Homework Problems
Orbital Energy and Angular Momentum

1. Starting with the general expression for total energy of any orbit:

E = 1/2 m(GMm / L)2 (e2 - 1)      

show that this reduces to the simpler expression for an ellipse,

E = - GMm/2a

by inserting the value of L at an appropriate place in the elliptical orbit (either at perihelion or aphelion), and simplifying the resulting expression. You'll need the value of rperi or rap from the general ellipse equation, and the expression for vperi or vap, given in Lecture 6.

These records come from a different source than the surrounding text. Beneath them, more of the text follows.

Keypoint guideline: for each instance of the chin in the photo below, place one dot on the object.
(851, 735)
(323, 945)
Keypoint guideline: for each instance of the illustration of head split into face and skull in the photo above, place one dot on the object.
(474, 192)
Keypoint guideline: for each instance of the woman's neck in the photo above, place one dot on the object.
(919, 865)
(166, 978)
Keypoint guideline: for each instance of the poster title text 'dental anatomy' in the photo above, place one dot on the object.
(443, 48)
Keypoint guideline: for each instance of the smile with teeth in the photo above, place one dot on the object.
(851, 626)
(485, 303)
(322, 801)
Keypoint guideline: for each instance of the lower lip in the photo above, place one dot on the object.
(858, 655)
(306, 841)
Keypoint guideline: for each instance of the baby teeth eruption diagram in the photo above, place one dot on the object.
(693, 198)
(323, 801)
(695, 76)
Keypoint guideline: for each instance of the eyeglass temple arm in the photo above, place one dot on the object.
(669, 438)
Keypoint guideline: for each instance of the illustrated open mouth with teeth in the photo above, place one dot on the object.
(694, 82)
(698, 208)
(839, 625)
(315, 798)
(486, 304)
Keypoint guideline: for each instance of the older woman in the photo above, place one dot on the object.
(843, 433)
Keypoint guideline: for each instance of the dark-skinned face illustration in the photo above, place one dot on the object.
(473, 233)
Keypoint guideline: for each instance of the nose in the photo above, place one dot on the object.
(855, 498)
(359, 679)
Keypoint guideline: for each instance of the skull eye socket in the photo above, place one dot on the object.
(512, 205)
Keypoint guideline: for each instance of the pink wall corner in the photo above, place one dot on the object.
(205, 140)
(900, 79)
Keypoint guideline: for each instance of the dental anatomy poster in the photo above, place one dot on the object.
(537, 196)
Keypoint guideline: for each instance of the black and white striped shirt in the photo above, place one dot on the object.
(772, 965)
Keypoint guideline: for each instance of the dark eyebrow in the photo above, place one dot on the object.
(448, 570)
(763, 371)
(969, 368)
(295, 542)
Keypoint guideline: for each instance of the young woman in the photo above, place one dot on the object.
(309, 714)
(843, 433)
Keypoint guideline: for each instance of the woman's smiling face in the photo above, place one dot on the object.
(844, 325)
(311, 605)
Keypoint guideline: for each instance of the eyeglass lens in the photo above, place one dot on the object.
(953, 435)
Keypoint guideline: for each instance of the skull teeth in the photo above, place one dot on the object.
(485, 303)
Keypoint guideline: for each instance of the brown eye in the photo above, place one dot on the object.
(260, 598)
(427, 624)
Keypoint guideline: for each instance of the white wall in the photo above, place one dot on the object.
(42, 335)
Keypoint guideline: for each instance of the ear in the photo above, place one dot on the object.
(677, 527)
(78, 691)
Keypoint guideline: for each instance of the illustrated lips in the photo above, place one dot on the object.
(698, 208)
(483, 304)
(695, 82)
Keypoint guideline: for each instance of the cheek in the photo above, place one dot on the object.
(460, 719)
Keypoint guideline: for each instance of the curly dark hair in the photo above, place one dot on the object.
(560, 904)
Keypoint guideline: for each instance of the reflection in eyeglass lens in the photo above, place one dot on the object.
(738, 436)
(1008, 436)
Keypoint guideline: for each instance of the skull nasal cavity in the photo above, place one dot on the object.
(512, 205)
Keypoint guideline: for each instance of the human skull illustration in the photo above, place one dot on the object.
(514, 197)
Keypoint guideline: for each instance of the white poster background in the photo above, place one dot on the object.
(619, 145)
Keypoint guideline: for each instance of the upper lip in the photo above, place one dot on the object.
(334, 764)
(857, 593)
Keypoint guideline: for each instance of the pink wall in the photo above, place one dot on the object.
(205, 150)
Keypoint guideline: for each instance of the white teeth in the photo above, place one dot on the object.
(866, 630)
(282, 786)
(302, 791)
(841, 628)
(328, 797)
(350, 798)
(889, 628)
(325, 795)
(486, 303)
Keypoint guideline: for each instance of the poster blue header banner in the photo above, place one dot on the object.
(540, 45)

2. To send a space probe directly to the Sun, we would have to remove the angular momentum from its orbital motion.  Consider a space probe of mass 2500 kg, in circular orbit at 1 AU from the Sun.  The orbital speed of such an orbit (the same as Earth's speed) is about 30 km/s.
(a) What is the probe's orbital angular momentum, in kg m2/s?
(b) What is the minimum kinetic energy needed to lose this angular momentum, in J?
(c) Show that this is the same as the kinetic energy that would have to be added in order for the probe initially at 1 AU to escape the solar system. [Hint: The energy needed to escape the solar system is that needed to change its total energy to zero.]

3. Investigate the energy of circular orbits as follows: Start with the expression for the effective potential, Ueff = L2 / 2mr2 - GMm / r. A circular orbit is one where the total energy is a minimum, so E = Ueff. Find the value of r (the radius of the circular orbit, call it r0) where Ueff is a minimum. Then calculate the ratio Ueff(r0)/U(r0) and show that it is equal to 1/2. This is a general result--the minimum energy orbit is one in which the total energy is 1/2 the potential energy (i.e. E = U/2).